New affiliates are provided with the organization’s custom system for tracking tools online, Web hosting for registering member charities, and introductions to potential corporate donors. Even so, each new affiliate must assemble its own board and hire its own staff.
ToolBank USA has a full-time staff of five, and the group’s annual operating budget is just under $1-million. A third of that figure is earmarked as start-up funds for new ToolBanks.
“We provide initial seed money, but once they become incorporated it’s incumbent on them to raise their own funds,” Mr. Brodbeck says.
In 2011, ToolBank USA opened its first affiliate in Charlotte, N.C., as a test of its approach. Things went smoothly, and in June, chapters opened in Baltimore and Cincinnati. Two more—in Houston and Portland, Ore.—are set to open by the end of the year.
ToolBank affiliates in Phoenix and Richmond, Va., have begun the process of forming local boards and incorporating, and they should be ready to open in 2013.
The idea of opening two chapters a year is deliberate, because working to create two at a time is more efficient than starting one after another, says Mr. Brodbeck. And as more ToolBanks open, they create ever more potential benefits for the whole system.
“As we open the door on 10 and then 25 affiliates, we will have new scaling opportunities—for example, the opportunity to offer health insurance to ToolBank employees or maybe we do the accounting for all our ToolBanks,” says Mr. Brodbeck.
Many Benefits
For charities seeking to gain access to tools, the ToolBank system works like this: A nonprofit applies online for a free membership at [cityname].toolbank.org. It doesn’t need tax-exempt status with the Internal Revenue Service, but having it helps streamline the approval process. Once accepted, the group can reserve equipment up to 120 days in advance.
Tools are offered on loan for up to eight weeks, with a fee of 3 percent of the item’s cost for each week the item is borrowed. Thus, a $200 extension ladder can be borrowed for $6 a week, or $24 per month.

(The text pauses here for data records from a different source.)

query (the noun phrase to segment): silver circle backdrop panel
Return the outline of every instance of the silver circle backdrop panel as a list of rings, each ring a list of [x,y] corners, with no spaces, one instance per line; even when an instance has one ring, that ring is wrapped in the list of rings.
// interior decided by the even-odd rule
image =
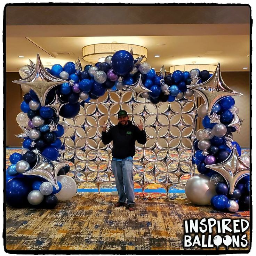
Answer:
[[[114,185],[111,168],[112,142],[101,141],[104,122],[109,128],[117,124],[121,109],[136,125],[141,120],[147,137],[144,145],[135,144],[134,181],[143,191],[158,184],[167,192],[173,186],[184,189],[191,176],[193,143],[197,107],[194,98],[155,104],[123,90],[107,92],[97,100],[86,102],[78,115],[64,119],[68,129],[61,139],[66,149],[62,154],[69,164],[68,175],[78,186],[93,183],[98,189],[107,184]]]

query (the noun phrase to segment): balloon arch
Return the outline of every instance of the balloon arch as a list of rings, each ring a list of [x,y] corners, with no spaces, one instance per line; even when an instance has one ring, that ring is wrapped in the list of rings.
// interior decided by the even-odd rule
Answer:
[[[118,51],[82,71],[79,59],[44,68],[38,54],[35,64],[30,60],[21,69],[22,78],[13,82],[25,93],[17,117],[23,131],[17,137],[24,140],[21,153],[10,157],[8,204],[53,208],[83,183],[99,192],[113,182],[112,146],[102,144],[101,125],[116,124],[121,107],[134,122],[143,120],[148,137],[136,145],[134,158],[134,180],[143,191],[155,183],[167,193],[185,187],[195,204],[248,209],[249,159],[240,157],[232,135],[243,121],[232,96],[242,95],[225,84],[219,63],[213,74],[194,69],[167,75],[163,66],[158,75],[143,59]],[[200,97],[205,103],[198,108]],[[198,117],[204,129],[196,132]],[[191,177],[195,167],[200,174]]]

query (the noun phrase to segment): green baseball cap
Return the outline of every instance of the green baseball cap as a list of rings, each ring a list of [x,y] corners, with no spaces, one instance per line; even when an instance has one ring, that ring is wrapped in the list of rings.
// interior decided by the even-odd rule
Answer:
[[[125,110],[120,110],[119,112],[118,112],[118,117],[122,117],[123,116],[125,116],[125,117],[128,117],[128,115],[127,114],[127,112]]]

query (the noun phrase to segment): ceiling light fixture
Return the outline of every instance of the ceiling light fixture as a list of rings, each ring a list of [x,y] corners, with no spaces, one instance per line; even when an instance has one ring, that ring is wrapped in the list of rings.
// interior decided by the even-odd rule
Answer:
[[[147,49],[146,47],[136,45],[116,43],[96,43],[84,46],[82,49],[83,59],[95,63],[99,61],[99,59],[104,61],[107,56],[113,55],[117,51],[125,50],[129,52],[132,48],[134,59],[145,55],[142,61],[146,61]]]

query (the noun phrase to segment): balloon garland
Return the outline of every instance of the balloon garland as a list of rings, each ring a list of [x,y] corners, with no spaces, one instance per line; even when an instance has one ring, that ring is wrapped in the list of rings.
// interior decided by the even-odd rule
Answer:
[[[205,187],[203,184],[207,184],[212,192],[211,196],[208,194],[208,199],[200,202],[200,197],[203,193],[200,193],[194,203],[205,204],[211,199],[215,207],[221,209],[215,206],[220,205],[222,200],[225,200],[230,206],[225,205],[225,207],[236,209],[235,199],[238,195],[229,197],[228,200],[227,192],[216,195],[215,190],[226,191],[226,188],[223,188],[226,186],[231,194],[233,191],[232,194],[236,194],[238,186],[245,196],[243,202],[239,205],[247,205],[249,188],[246,188],[249,184],[245,183],[245,179],[248,181],[248,159],[239,158],[238,154],[240,152],[241,154],[241,149],[233,141],[231,133],[240,130],[242,120],[237,115],[238,108],[230,96],[240,94],[225,84],[220,75],[219,64],[212,75],[208,71],[197,69],[190,72],[177,70],[167,75],[163,66],[158,75],[149,64],[141,63],[143,57],[134,59],[132,51],[118,51],[106,57],[103,62],[86,65],[82,71],[79,59],[75,63],[67,62],[63,67],[55,64],[51,69],[45,68],[38,54],[35,64],[30,60],[30,65],[20,70],[22,79],[13,82],[21,85],[25,93],[21,105],[22,112],[16,119],[23,132],[17,136],[24,139],[23,149],[21,154],[15,153],[10,156],[11,164],[6,172],[7,203],[15,207],[28,203],[43,205],[53,208],[58,200],[70,200],[75,193],[77,186],[73,178],[65,175],[69,166],[61,158],[65,151],[60,138],[67,127],[64,122],[59,123],[59,115],[74,117],[79,112],[80,104],[97,99],[106,90],[124,89],[133,91],[135,100],[141,97],[155,104],[180,100],[193,95],[202,96],[205,104],[199,107],[198,113],[203,118],[205,129],[197,132],[193,162],[204,175],[189,179],[186,194],[193,202],[193,198],[197,197],[193,194],[195,186],[199,191],[200,186]],[[240,163],[236,165],[238,159]],[[226,175],[226,169],[231,163],[233,175],[229,176]],[[218,164],[220,165],[217,166]],[[225,200],[223,197],[226,198]]]

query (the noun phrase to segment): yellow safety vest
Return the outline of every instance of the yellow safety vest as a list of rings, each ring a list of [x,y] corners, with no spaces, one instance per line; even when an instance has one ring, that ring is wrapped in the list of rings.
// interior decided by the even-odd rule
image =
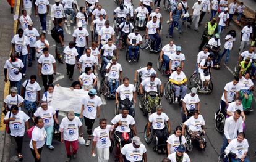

For charities, the initial benefit of a nearby ToolBank is affordable access to tools on an as-needed basis without having to buy or store them. But the far greater payoff is achieving greater volunteerism.
Maryland Therapeutic Riding, in Crownsville, Md., used volunteers from the Pat Tillman Foundation—and plenty of equipment from the newly opened Baltimore Community ToolBank—to build a new horse trail at the center, with outdoor stations that engage children with autism and other disorders in sensory-stimulating activities, like banging on a giant wind chime.
Without the easy availability of the tools, the project would not have been possible, says Marilyn Baker, the riding group’s executive director.
“Before the Baltimore ToolBank opened, we would not have been able to take advantage of this volunteer opportunity—we just couldn’t afford to equip them,” she says. “ToolBank is an incredibly valuable resource that makes it possible to do projects we always dreamed of, as well as maintain our facility in a cost-effective manner.”
As director of volunteers at United Way of Central Carolinas, Leslie Rink witnessed firsthand the multiplier effect a ToolBank can generate.
Ms. Rink works with Wells Fargo on the company’s “Annual Day of Caring.” In 2011, she says, 800 volunteers worked on nearly 50 projects.
A year later, however, the bank partnered with the Charlotte ToolBank, and Wells Fargo was able to involve nearly its entire Charlotte staff in the event, with more than 2,200 people volunteering for 100 projects.
“ToolBank just entirely removes one of the major challenges of coordinating a large volunteer project,” says Ms. Rink, now a board member for the Charlotte Community ToolBank. “The time, money, and effort we used to need just to get ready to do the work can now go directly into the work itself.”